[PLUG] Preventing Probes Like This

Tim tim-pdxlug at sentinelchicken.org
Mon Aug 25 23:50:53 UTC 2008


> [...]

Most of your responses up to this point in your last message seem to be
of the form "Well, it is still *possible*, regardless of
language/platform to write bad code".  Yes, I don't dispute this.  I've
seen Java developers fail to cast integer arguments and have them
inject.  The point is, if you actually sit down and test applications
like this on various platforms for a living, you'll find that some
platforms just have many fewer of these stupid mistakes.  I'm not
talking about theory, I'm talking about practice.


> Where that "feature" really went south was people writing dynamic 
> loaders without any forethought of what their input arguments needed to 
> be restricted to.
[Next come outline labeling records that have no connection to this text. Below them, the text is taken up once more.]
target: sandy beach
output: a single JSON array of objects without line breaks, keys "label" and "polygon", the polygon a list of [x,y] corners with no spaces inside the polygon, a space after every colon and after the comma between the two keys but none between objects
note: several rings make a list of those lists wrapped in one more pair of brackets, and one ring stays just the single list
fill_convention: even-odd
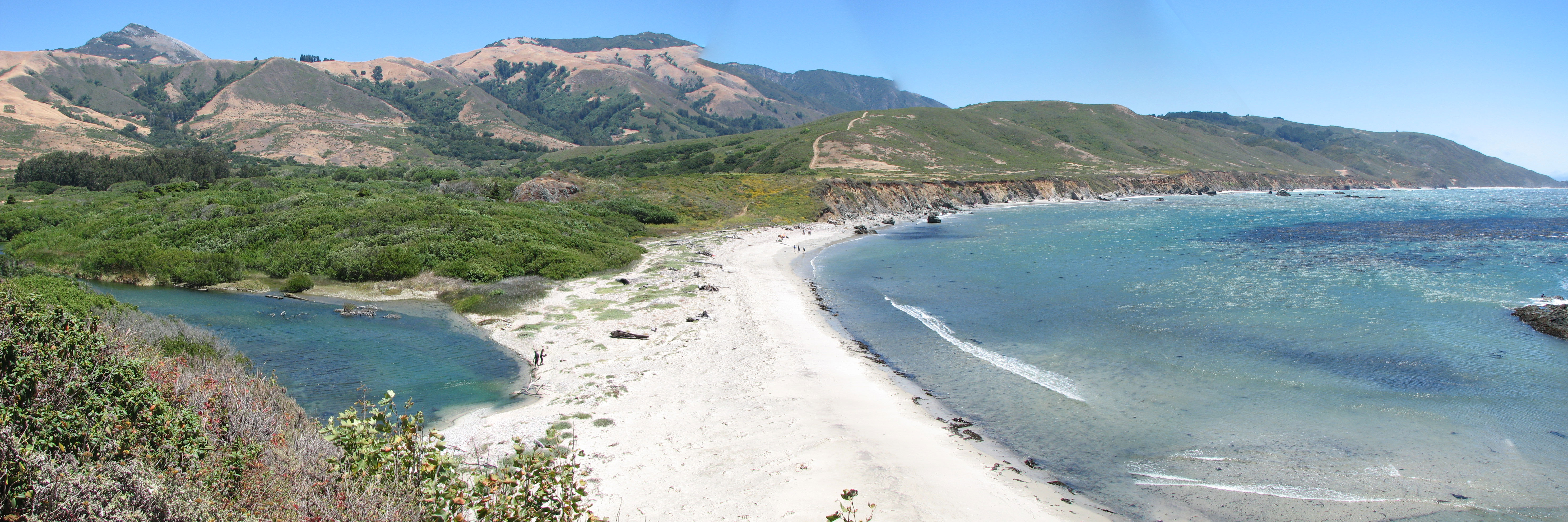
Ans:
[{"label": "sandy beach", "polygon": [[665,238],[626,273],[563,284],[488,324],[524,361],[546,351],[541,400],[444,434],[494,459],[569,422],[610,520],[822,520],[850,488],[878,520],[1116,519],[949,430],[936,415],[952,414],[833,326],[790,263],[858,223]]}]

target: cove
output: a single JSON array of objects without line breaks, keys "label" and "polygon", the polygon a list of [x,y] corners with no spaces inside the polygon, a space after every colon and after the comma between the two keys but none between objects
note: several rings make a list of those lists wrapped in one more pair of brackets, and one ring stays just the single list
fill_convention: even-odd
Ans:
[{"label": "cove", "polygon": [[[312,417],[395,390],[433,425],[478,408],[521,404],[525,365],[452,307],[425,299],[361,303],[307,296],[307,303],[256,293],[196,292],[88,282],[151,315],[174,315],[229,339],[254,370],[278,382]],[[342,317],[343,303],[375,304],[403,318]],[[287,314],[284,317],[282,314]]]},{"label": "cove", "polygon": [[1508,315],[1568,293],[1565,190],[942,221],[826,248],[823,299],[986,439],[1116,513],[1568,519],[1568,343]]}]

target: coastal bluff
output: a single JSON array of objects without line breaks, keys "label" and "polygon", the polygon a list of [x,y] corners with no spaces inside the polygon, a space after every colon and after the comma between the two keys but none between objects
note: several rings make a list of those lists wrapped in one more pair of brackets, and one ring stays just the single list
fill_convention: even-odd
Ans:
[{"label": "coastal bluff", "polygon": [[1348,177],[1195,171],[1185,174],[1105,176],[1099,179],[930,180],[877,182],[822,180],[814,191],[823,202],[818,219],[887,213],[930,213],[975,205],[1030,201],[1112,201],[1127,196],[1207,194],[1214,191],[1369,190],[1394,188]]}]

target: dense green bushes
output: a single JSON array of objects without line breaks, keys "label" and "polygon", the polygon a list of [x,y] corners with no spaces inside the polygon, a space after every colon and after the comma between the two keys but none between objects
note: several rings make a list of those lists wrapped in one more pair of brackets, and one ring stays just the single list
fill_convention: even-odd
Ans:
[{"label": "dense green bushes", "polygon": [[394,180],[259,177],[154,188],[0,205],[0,240],[17,257],[67,273],[210,285],[246,270],[340,281],[436,268],[472,281],[564,279],[626,265],[643,252],[630,238],[646,234],[633,216],[601,205],[506,204]]},{"label": "dense green bushes", "polygon": [[601,201],[599,205],[612,212],[629,215],[637,218],[637,221],[648,224],[670,224],[681,219],[670,208],[635,198],[607,199]]},{"label": "dense green bushes", "polygon": [[447,290],[437,298],[463,314],[502,315],[516,312],[517,306],[528,299],[543,298],[549,290],[543,277],[506,277],[492,284]]},{"label": "dense green bushes", "polygon": [[[94,155],[91,152],[50,152],[25,160],[16,168],[16,182],[108,190],[110,185],[140,180],[149,185],[174,179],[210,182],[229,177],[229,152],[213,147],[158,149],[141,155]],[[34,191],[47,194],[49,191]]]},{"label": "dense green bushes", "polygon": [[284,279],[282,290],[287,293],[299,293],[310,288],[315,288],[315,281],[310,281],[310,276],[307,274],[293,274],[289,276],[289,279]]}]

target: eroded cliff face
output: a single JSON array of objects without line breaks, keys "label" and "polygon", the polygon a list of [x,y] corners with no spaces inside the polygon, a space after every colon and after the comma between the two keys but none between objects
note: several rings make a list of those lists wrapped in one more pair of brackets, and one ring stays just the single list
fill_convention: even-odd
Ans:
[{"label": "eroded cliff face", "polygon": [[1350,190],[1388,185],[1319,176],[1200,171],[1179,176],[1113,176],[1101,180],[866,182],[829,179],[818,187],[820,219],[881,213],[925,213],[1029,201],[1087,201],[1124,196],[1203,194],[1226,190]]}]

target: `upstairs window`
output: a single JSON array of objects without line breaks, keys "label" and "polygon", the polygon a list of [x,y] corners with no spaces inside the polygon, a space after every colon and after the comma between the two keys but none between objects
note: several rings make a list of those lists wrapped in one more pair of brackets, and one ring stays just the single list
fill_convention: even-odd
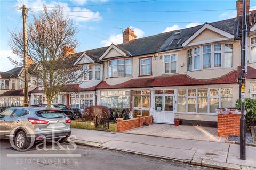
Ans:
[{"label": "upstairs window", "polygon": [[256,62],[256,37],[251,39],[251,61]]},{"label": "upstairs window", "polygon": [[28,87],[36,87],[37,84],[37,78],[36,76],[28,76]]},{"label": "upstairs window", "polygon": [[82,79],[83,81],[100,80],[100,68],[99,65],[85,65],[83,66]]},{"label": "upstairs window", "polygon": [[132,59],[115,59],[108,62],[108,77],[131,76]]},{"label": "upstairs window", "polygon": [[165,55],[164,57],[164,73],[176,73],[176,55]]},{"label": "upstairs window", "polygon": [[151,58],[140,59],[140,75],[151,74]]},{"label": "upstairs window", "polygon": [[188,50],[188,71],[210,68],[231,68],[232,67],[233,45],[231,44],[207,45]]}]

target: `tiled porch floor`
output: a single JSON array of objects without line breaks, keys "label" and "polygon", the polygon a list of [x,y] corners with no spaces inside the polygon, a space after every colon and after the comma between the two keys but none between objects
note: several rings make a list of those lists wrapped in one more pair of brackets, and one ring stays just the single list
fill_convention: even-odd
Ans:
[{"label": "tiled porch floor", "polygon": [[153,123],[124,132],[126,133],[143,134],[173,138],[225,142],[226,137],[217,135],[217,128]]}]

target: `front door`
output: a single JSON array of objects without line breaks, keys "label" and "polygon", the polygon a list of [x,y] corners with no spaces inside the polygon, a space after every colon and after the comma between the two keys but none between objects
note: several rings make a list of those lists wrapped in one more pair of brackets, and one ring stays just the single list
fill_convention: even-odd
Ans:
[{"label": "front door", "polygon": [[154,122],[173,124],[174,122],[174,95],[155,95],[152,116]]}]

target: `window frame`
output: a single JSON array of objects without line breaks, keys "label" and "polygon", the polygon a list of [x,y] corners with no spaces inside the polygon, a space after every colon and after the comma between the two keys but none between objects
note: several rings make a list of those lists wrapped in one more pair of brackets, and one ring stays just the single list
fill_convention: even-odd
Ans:
[{"label": "window frame", "polygon": [[[131,64],[125,64],[125,61],[126,60],[131,60]],[[113,61],[114,60],[116,60],[117,61],[117,64],[116,65],[115,65],[114,66],[116,66],[116,75],[113,75]],[[123,60],[123,64],[119,64],[119,60]],[[110,65],[109,65],[110,64]],[[115,78],[115,77],[131,77],[132,76],[132,58],[113,58],[110,60],[109,60],[107,61],[107,78]],[[118,66],[123,66],[124,67],[124,75],[118,75]],[[126,75],[126,66],[131,66],[131,75]],[[110,70],[109,70],[110,69]],[[110,71],[109,72],[109,71]],[[111,73],[111,75],[109,75],[109,73]]]},{"label": "window frame", "polygon": [[[232,45],[232,52],[226,52],[225,51],[225,45],[226,44],[230,44]],[[215,45],[221,45],[221,50],[215,50]],[[210,45],[211,46],[211,52],[210,53],[203,53],[203,47],[205,46]],[[195,49],[199,48],[199,54],[195,54]],[[188,49],[187,50],[187,72],[190,72],[197,70],[207,70],[207,69],[234,69],[234,44],[231,42],[227,42],[226,43],[214,43],[214,44],[205,44],[202,45],[198,46],[195,46],[192,48]],[[191,54],[192,54],[192,66],[191,66],[191,70],[188,70],[188,53],[189,50],[192,50]],[[224,67],[224,58],[225,55],[226,53],[230,53],[232,54],[232,61],[231,61],[231,67]],[[207,54],[210,53],[211,54],[211,66],[209,68],[203,68],[203,54]],[[214,66],[214,55],[215,53],[221,53],[221,66]],[[195,57],[199,56],[199,69],[195,69]],[[190,57],[190,56],[189,56]]]},{"label": "window frame", "polygon": [[[143,58],[139,58],[139,61],[140,61],[140,68],[139,68],[139,76],[147,76],[147,75],[152,75],[152,57],[143,57]],[[141,64],[141,60],[147,60],[147,59],[149,59],[150,62],[149,64]],[[149,74],[141,74],[141,65],[147,65],[149,64],[150,70],[149,71]]]},{"label": "window frame", "polygon": [[[255,42],[253,44],[251,44],[251,42],[252,42],[252,39],[253,38],[255,38]],[[250,56],[250,60],[249,60],[249,61],[250,63],[254,63],[254,62],[256,62],[256,57],[255,58],[255,60],[252,60],[252,57],[251,57],[251,54],[252,54],[252,52],[251,52],[251,48],[252,47],[256,47],[256,36],[253,36],[253,37],[252,37],[250,38],[250,45],[249,45],[249,48],[250,48],[250,53],[249,53],[249,56]],[[254,48],[256,48],[256,47],[254,47]]]},{"label": "window frame", "polygon": [[[172,56],[175,56],[175,60],[172,60]],[[167,62],[165,62],[165,57],[167,56],[170,56],[170,61]],[[171,63],[172,62],[175,62],[175,72],[171,73]],[[163,74],[175,74],[177,73],[177,69],[178,69],[178,65],[177,65],[177,53],[172,53],[172,54],[165,54],[163,55]],[[169,63],[169,72],[165,72],[165,63]]]}]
Those "dynamic loaders" got stuck in a lot of 
> high-profile projects, and the rest is history.

Including remote files as code is a dumb idea, regardless of language.
If you really had to do this in a distributed application environment,
you're better off using a network filesystem.
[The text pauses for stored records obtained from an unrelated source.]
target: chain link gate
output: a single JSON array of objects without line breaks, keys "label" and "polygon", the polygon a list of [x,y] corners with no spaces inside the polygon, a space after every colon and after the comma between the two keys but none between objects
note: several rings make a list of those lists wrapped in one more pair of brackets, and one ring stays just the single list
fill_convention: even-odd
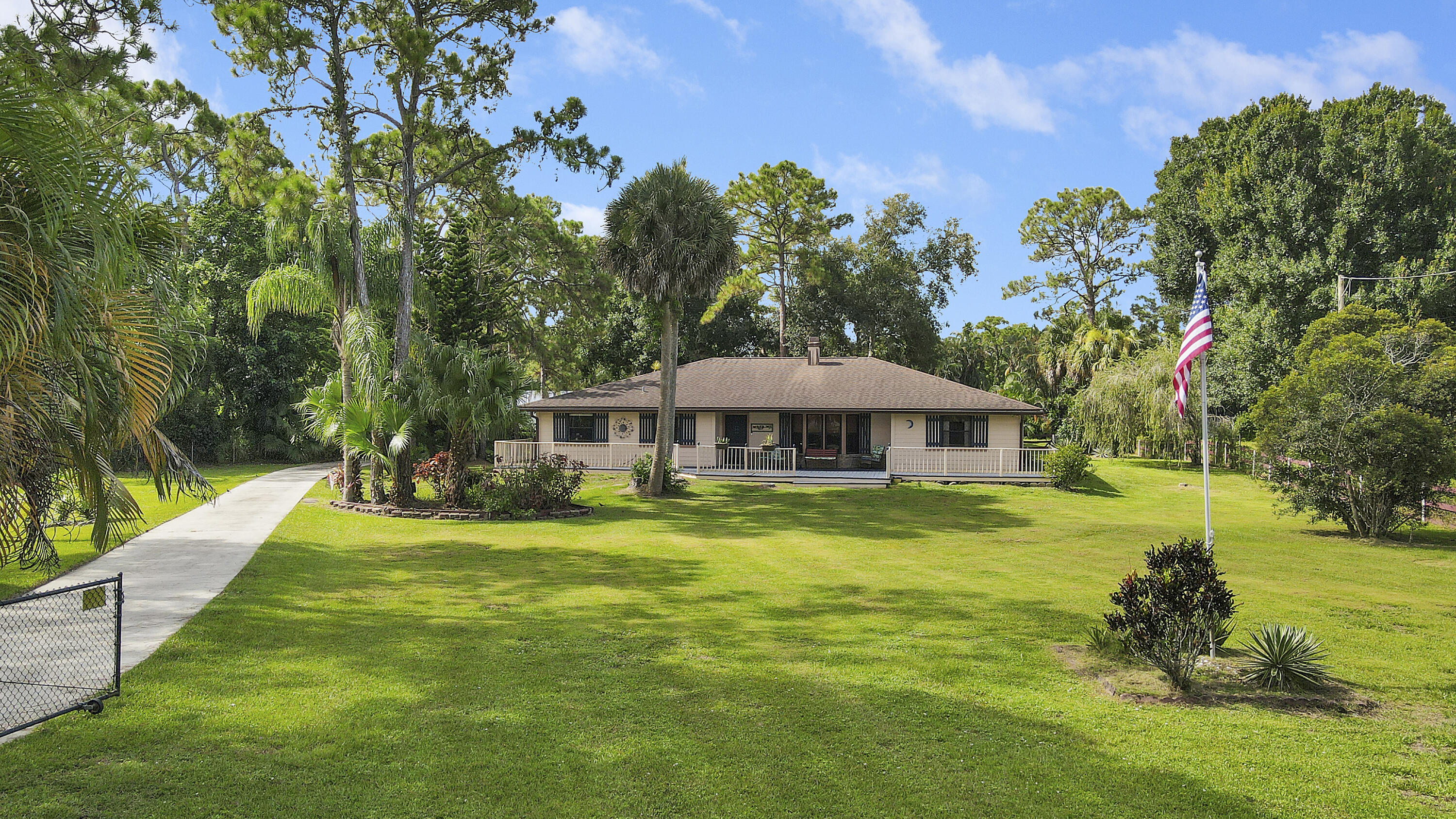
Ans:
[{"label": "chain link gate", "polygon": [[121,694],[121,574],[0,600],[0,736]]}]

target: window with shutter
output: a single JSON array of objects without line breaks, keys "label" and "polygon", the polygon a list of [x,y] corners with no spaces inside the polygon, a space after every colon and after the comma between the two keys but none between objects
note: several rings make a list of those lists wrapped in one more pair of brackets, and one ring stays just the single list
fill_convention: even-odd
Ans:
[{"label": "window with shutter", "polygon": [[678,412],[673,417],[673,426],[677,427],[676,443],[683,446],[697,443],[697,412]]},{"label": "window with shutter", "polygon": [[926,415],[925,417],[925,444],[926,446],[945,446],[941,443],[945,434],[943,430],[945,420],[941,415]]}]

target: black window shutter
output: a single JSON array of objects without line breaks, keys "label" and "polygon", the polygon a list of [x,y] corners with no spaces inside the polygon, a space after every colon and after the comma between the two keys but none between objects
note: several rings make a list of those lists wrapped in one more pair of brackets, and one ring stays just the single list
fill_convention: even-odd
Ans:
[{"label": "black window shutter", "polygon": [[971,415],[965,420],[965,446],[978,446],[986,449],[992,437],[990,417],[987,415]]},{"label": "black window shutter", "polygon": [[945,423],[939,415],[925,417],[925,444],[926,446],[942,446],[941,442],[945,439],[942,430]]},{"label": "black window shutter", "polygon": [[678,412],[673,415],[673,424],[677,426],[677,440],[674,443],[684,446],[697,443],[697,412]]}]

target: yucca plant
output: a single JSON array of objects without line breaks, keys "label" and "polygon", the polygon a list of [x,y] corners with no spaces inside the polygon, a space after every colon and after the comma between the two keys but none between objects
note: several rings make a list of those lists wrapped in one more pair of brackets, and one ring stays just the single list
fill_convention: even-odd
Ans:
[{"label": "yucca plant", "polygon": [[1243,682],[1275,691],[1321,688],[1331,681],[1328,656],[1319,640],[1303,628],[1264,624],[1242,644],[1248,659],[1241,663]]}]

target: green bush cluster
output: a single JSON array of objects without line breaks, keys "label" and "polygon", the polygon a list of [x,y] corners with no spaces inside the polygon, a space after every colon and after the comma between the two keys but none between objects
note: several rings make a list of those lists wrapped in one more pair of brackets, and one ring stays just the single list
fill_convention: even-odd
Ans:
[{"label": "green bush cluster", "polygon": [[1220,631],[1227,635],[1233,592],[1203,541],[1150,546],[1144,563],[1144,574],[1128,573],[1112,592],[1118,611],[1104,619],[1130,654],[1185,689],[1198,654],[1216,644]]},{"label": "green bush cluster", "polygon": [[505,517],[569,509],[587,481],[585,469],[585,463],[555,453],[520,469],[496,469],[466,485],[466,506]]},{"label": "green bush cluster", "polygon": [[[632,462],[632,485],[645,487],[652,478],[652,453],[644,453]],[[667,459],[667,469],[662,474],[662,494],[681,493],[687,490],[687,478],[683,477],[683,471],[673,463],[673,459]]]},{"label": "green bush cluster", "polygon": [[1042,471],[1051,478],[1053,487],[1070,490],[1092,474],[1092,459],[1080,446],[1066,443],[1047,453]]}]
Of course Python can pull down a remote file and eval it in one of
several ways.  Making that kind of functionality a part of "import ..."
would be sheer idiocy.  Period.  Consider the principle of least
surprise (http://www.faqs.org/docs/artu/ch11s01.html).
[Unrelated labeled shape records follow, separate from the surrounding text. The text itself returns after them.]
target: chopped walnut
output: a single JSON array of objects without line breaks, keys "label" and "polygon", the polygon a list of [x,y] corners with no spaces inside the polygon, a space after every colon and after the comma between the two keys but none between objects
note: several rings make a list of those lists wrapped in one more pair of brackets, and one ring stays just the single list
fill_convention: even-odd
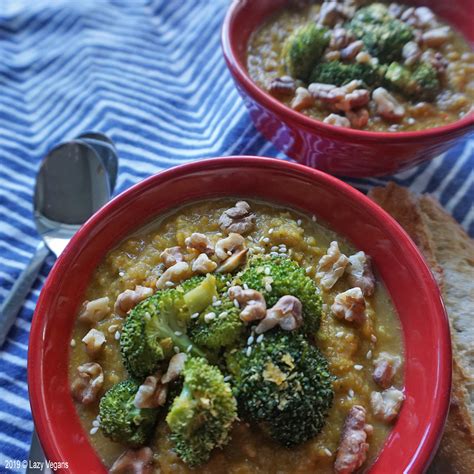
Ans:
[{"label": "chopped walnut", "polygon": [[234,207],[222,213],[219,217],[219,226],[229,234],[235,232],[244,235],[254,228],[255,214],[251,212],[247,202],[239,201]]},{"label": "chopped walnut", "polygon": [[159,290],[163,288],[174,286],[186,278],[191,276],[191,269],[186,262],[175,263],[172,267],[168,268],[163,275],[160,276],[156,282],[156,287]]},{"label": "chopped walnut", "polygon": [[165,264],[166,268],[170,268],[173,265],[176,265],[179,262],[183,261],[183,254],[181,253],[181,247],[170,247],[160,254],[162,262]]},{"label": "chopped walnut", "polygon": [[356,287],[336,295],[331,312],[338,319],[362,324],[367,317],[362,290]]},{"label": "chopped walnut", "polygon": [[109,298],[104,296],[92,301],[85,301],[77,319],[81,323],[94,324],[104,319],[108,313]]},{"label": "chopped walnut", "polygon": [[402,360],[399,356],[381,352],[374,360],[375,369],[372,374],[374,382],[382,388],[390,387],[401,364]]},{"label": "chopped walnut", "polygon": [[298,87],[296,95],[291,101],[291,108],[295,110],[304,110],[314,105],[314,98],[305,87]]},{"label": "chopped walnut", "polygon": [[170,383],[173,380],[176,380],[183,371],[184,363],[186,362],[187,358],[188,356],[184,352],[180,352],[171,357],[168,364],[168,369],[166,370],[166,373],[163,375],[163,377],[161,377],[161,382]]},{"label": "chopped walnut", "polygon": [[134,290],[125,290],[115,300],[114,311],[119,316],[126,316],[140,301],[153,294],[153,290],[146,286],[136,286]]},{"label": "chopped walnut", "polygon": [[365,107],[357,110],[348,110],[346,117],[352,128],[364,128],[369,122],[369,111]]},{"label": "chopped walnut", "polygon": [[101,352],[105,344],[105,336],[102,331],[91,329],[83,338],[86,352],[89,357],[96,358]]},{"label": "chopped walnut", "polygon": [[336,241],[330,243],[326,255],[321,257],[316,268],[316,278],[325,290],[330,290],[341,278],[349,259],[339,250]]},{"label": "chopped walnut", "polygon": [[199,255],[196,260],[194,260],[192,265],[192,270],[195,273],[210,273],[217,268],[217,263],[213,262],[205,253]]},{"label": "chopped walnut", "polygon": [[276,97],[291,96],[295,93],[296,83],[290,76],[277,77],[268,85],[268,92]]},{"label": "chopped walnut", "polygon": [[133,404],[137,408],[158,408],[166,403],[168,386],[161,381],[161,375],[149,375],[138,388]]},{"label": "chopped walnut", "polygon": [[349,257],[349,265],[346,268],[348,282],[352,286],[358,286],[364,296],[374,294],[375,277],[370,261],[370,257],[360,251]]},{"label": "chopped walnut", "polygon": [[240,305],[240,319],[246,323],[263,319],[267,313],[267,304],[262,293],[256,290],[244,290],[232,286],[228,291],[229,298]]},{"label": "chopped walnut", "polygon": [[279,325],[284,331],[294,331],[303,324],[303,305],[298,298],[291,295],[282,296],[276,304],[267,310],[255,328],[257,334],[262,334]]},{"label": "chopped walnut", "polygon": [[363,47],[364,43],[361,40],[353,41],[341,49],[341,59],[343,61],[352,61],[362,51]]},{"label": "chopped walnut", "polygon": [[429,48],[439,48],[449,40],[450,36],[451,30],[449,26],[442,26],[425,31],[421,38],[423,43]]},{"label": "chopped walnut", "polygon": [[351,122],[346,117],[337,114],[329,114],[324,120],[324,123],[334,125],[335,127],[351,127]]},{"label": "chopped walnut", "polygon": [[153,451],[149,447],[127,449],[113,463],[110,474],[153,474]]},{"label": "chopped walnut", "polygon": [[366,424],[366,410],[354,405],[346,416],[341,439],[337,448],[334,471],[337,474],[351,474],[364,464],[369,450],[367,437],[372,433],[371,425]]},{"label": "chopped walnut", "polygon": [[90,405],[98,400],[104,385],[104,372],[96,362],[88,362],[77,368],[78,376],[74,379],[71,392],[75,400],[83,405]]},{"label": "chopped walnut", "polygon": [[405,115],[405,107],[387,89],[378,87],[372,92],[377,113],[386,120],[400,120]]},{"label": "chopped walnut", "polygon": [[184,241],[186,247],[197,250],[199,253],[205,253],[206,255],[212,255],[214,253],[214,247],[212,246],[209,237],[199,232],[193,232]]},{"label": "chopped walnut", "polygon": [[232,254],[224,263],[216,270],[217,273],[230,273],[245,263],[247,252],[249,249],[242,249]]},{"label": "chopped walnut", "polygon": [[383,392],[372,392],[370,395],[374,416],[387,423],[398,416],[403,400],[405,400],[405,395],[395,387],[390,387]]}]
> > When it comes to real-world applications, the platform does matter
> > because most programmers suck.
> > 
> I've seen less-than-ideal PHP/Java coders write the exact same problems 
> into both languages. I've also seen a heck of a lot more bad public PHP 
> code than Java code (putting aside the major DoS/memory issues that many 
> Java apps seem to love). What I think makes a *huge* difference is the 
> number of long term, professional, coders in various arenas, as compared 
> to hobbyists and enthusiasts. PHP is where a lot of people seem to cut 
> their web-app security teeth the hard way, where folks into Python, 
> Ruby, Perl (etc.) tend to have a few more years of "making mistakes" 
> under their belt.

True, maybe there are just more bad programmers working on PHP apps.
Is that because it's so easy to learn, or because experienced
programmers realize it's an unsafe platform?